La Turquie, terre d'asile pour les Russes qui fuient la guerre

La Turquie, contrairement à d'autres pays, n'a pas coupé ses liaisons aériennes avec la Russie. Résultat Istanbul accueille de plus en plus de Russes qui fuient la mobilisation annoncée par Vladimir Poutine le 21 septembre. Comme Niki, un vlogueur russe de 28 ans, qui estime que les revers de l'armée russe ont érodé le soutien à la guerre, même parmi les plus "patriotes":

"Les gens qui soutiennent la guerre ont commencé à changer d'opinion : ils ne comprennent pas pourquoi cette guerre a lieu. Ils commencent à dire qu'ils ne voulaient pas que ça arrive et qu'ils ne veulent certainement pas perdre leurs amis, maris, frères ou mourir dans cette guerre inutile. Et ce n'est pas seulement mon opinion personnelle, c'est ce que je lis sur les réseaux sociaux russe, c'est ce que j'entends dans les groupes de télégrammes russes."

Quotidiennement à Istanbul, une manifestation pro-ukrainienne rassemble quelques personnes près du consulat russe. Parmi eux, cet ancien directeur commercial de 38 ans, parti le 23 septembre, qui  dit que c'est la première fois de sa vie qu'il se sent vraiment libre :

" J'ai décidé de quitter la Russie parce que je ne me battrai jamais contre l'Ukraine, contre le peuple ukrainien, dit Maxim. Je voudrais dire que pendant tout ce temps, pendant tous ces mois de guerre, j'ai soutenu l'Ukraine. Je suis allé à des marches de protestation à Moscou. Je n'étais pas silencieux, j'ai parlé sur Internet. J'ai parlé dans la vie réelle. J'ai même fait des dons à l'armée ukrainienne, mais cette mobilisation était la dernière étape pour moi. Je ne partirai jamais en guerre contre le peuple ukrainien. Je veux dire au peuple ukrainien que tous les Russes ne sont pas comme des zombies ayant subi un lavage de cerveau".

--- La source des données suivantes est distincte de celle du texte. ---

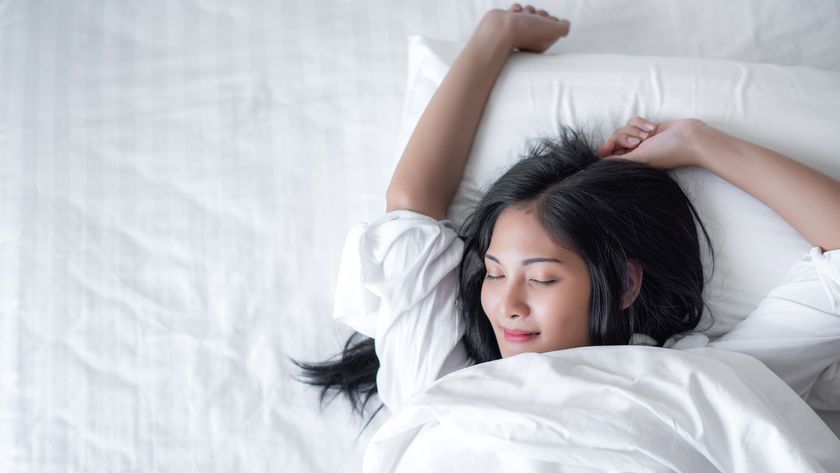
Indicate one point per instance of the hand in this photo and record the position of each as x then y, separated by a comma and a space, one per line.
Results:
529, 29
665, 145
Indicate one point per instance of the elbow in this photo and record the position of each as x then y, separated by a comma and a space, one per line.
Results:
395, 200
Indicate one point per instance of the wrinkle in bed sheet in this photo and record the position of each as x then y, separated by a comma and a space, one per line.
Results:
176, 180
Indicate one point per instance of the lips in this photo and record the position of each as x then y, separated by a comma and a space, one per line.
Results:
519, 335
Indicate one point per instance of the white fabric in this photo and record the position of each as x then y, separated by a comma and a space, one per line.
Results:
792, 110
177, 179
405, 266
607, 409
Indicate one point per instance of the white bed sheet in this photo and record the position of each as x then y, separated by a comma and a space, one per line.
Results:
176, 181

Nous sommes ici dans les bureaux de Ark, un groupe de soutien aux Russes fuyant le pays. Eva constate une augmentation de l'activité :"Nous avons évidemment plus de travail et de demandes, dit Eva Rapoport, coordinatrice à Istanbul du groupe de soutien Ark. Nous louons de nouveaux appartements pour les colocations. Nous en avons loué un nouveau à Istanbul, des volontaires gèrent maintenant des abris temporaires au Kazakhstan. Il est question d'ouvrir un refuge en Serbie également. Personne ne veut rester et mourir pour Vladimir Poutine"

L'association Ark a été créée par l'homme d'affaire et ancien détenu russe Mikhail Khodorkovsky, lui même réfugié à Londres.